Anche i giovani li ho sentiti parlare. Per essi era la prima volta. Essi non sapevano che «il momento» potesse bussare di notte. Ma si domandavano lo stesso in maniera ossessiva, sempre la stessa domanda: «Le hai sentite tu le scosse?». E poi raccontavano come le avevano sentite, quante volte le avevano sentite, come avevano reagito. Ma tutti chiedevano: «Le hai sentite?». Tutti dalle zone del terremoto fino a Roma. «Le hai sentite?».

Quasi a scoprire tutti insieme la povertà dell’uomo, la sua fragilità, «il momento » che bussa, senza che tu sappia quando. «Le hai sentite?». Perché tutti le avevano sentite.

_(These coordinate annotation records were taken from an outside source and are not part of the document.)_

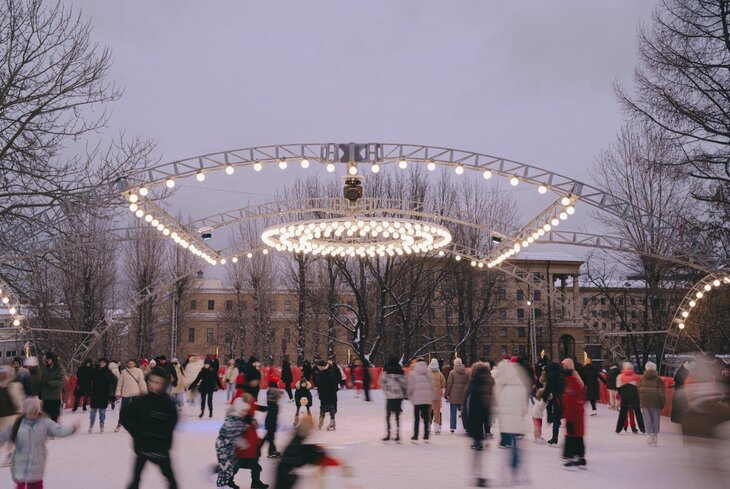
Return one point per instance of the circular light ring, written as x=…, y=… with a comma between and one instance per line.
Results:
x=357, y=236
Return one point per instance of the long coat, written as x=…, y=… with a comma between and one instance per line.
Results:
x=573, y=403
x=103, y=384
x=589, y=374
x=420, y=385
x=511, y=391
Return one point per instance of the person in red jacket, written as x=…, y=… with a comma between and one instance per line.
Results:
x=574, y=399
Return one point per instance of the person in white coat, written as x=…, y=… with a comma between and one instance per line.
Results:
x=511, y=393
x=29, y=434
x=420, y=393
x=131, y=384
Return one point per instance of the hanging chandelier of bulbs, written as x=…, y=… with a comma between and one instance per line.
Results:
x=357, y=237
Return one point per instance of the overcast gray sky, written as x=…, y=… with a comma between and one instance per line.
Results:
x=526, y=80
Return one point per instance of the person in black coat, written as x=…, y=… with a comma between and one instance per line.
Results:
x=207, y=382
x=307, y=371
x=589, y=374
x=287, y=377
x=83, y=385
x=151, y=420
x=553, y=394
x=169, y=369
x=102, y=382
x=327, y=391
x=253, y=377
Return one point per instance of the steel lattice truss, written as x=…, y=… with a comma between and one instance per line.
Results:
x=369, y=155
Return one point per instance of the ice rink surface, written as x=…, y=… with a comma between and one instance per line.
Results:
x=86, y=461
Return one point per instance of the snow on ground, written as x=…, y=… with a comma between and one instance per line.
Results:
x=86, y=461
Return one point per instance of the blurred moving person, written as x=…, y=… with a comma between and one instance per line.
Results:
x=394, y=386
x=439, y=384
x=151, y=420
x=420, y=393
x=455, y=387
x=573, y=405
x=477, y=407
x=131, y=384
x=29, y=434
x=652, y=399
x=629, y=394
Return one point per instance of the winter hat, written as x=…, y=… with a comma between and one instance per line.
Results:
x=31, y=407
x=434, y=365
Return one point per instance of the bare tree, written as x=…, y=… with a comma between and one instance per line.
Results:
x=683, y=87
x=144, y=268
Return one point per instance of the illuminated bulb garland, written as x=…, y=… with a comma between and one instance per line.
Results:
x=686, y=310
x=538, y=232
x=357, y=237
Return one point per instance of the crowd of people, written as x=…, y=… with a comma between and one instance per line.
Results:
x=151, y=395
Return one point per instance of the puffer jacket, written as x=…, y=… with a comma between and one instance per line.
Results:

Quello che i vecchi affermavano a partire dalla loro lunga esperienza, i giovani lo dichiaravano con le loro domande recenti, appena nate. I vecchi non si dicevano  l’un l’altro: «Le hai sentite?». I giovani non si dicevano l’un l’altro: «Cosa potevano fare, poveretti?».

Ma tutti dicevano e dicevamo la povertà dell’uomo, dell’uomo fatto di terra e cenere, dell’uomo creatura, dell’uomo debole e fragile. Tutti parlavamo della povertà dell’essere uomo, impotente, da solo.